A quick and flavorful sheet pan recipe featuring chicken and vibrant vegetables, perfect for busy weeknights.

Ingredients

Scale
  • 1 pound boneless, skinless chicken breast, sliced into strips
  • 2 pieces bell peppers, any color, sliced
  • 1 medium onion, sliced
  • 3 tablespoons olive oil
  • 1 tablespoon chili powder
  • 1 teaspoon cumin
  • 1 teaspoon garlic powder
  • 1 teaspoon smoked paprika (or regular paprika)
  • Salt and pepper to taste
  • Tortillas for serving
  • Chopped cilantro for garnish (optional)
  • Lime wedges for serving

Instructions

  1. Slice the Chicken and Veggies: Begin by slicing the chicken breast into thin strips and preparing your bell peppers and onion.
  2. Season the Chicken and Veggies: In a large bowl, combine the sliced chicken, bell peppers, and onion.
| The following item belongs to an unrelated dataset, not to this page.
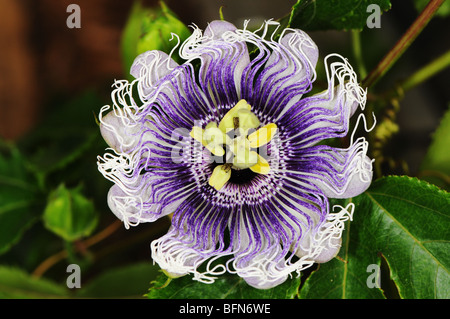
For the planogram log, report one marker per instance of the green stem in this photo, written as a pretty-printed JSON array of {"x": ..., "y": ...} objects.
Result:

Drizzle in the olive oil, then sprinkle the chili powder, cumin, garlic powder, smoked paprika, salt, and pepper over the top. Toss until coated.
  3. Spread on the Sheet Pan: Spread the seasoned chicken and vegetable mixture evenly across a parchment-lined sheet pan.
  4. Roast to Perfection: Roast in a preheated oven at 400°F (200°C) for 20 minutes.
  5. Warm the Tortillas: Warm the tortillas in a skillet or wrap in aluminum foil and place in the oven for the last 5 minutes.
  6. Assemble Your Fajitas: Serve chicken and veggies in warm tortillas, topped with fresh cilantro and a squeeze of lime.

Notes

For extra kick, add sliced jalapeños. Enjoy with sides like Mexican rice or black beans.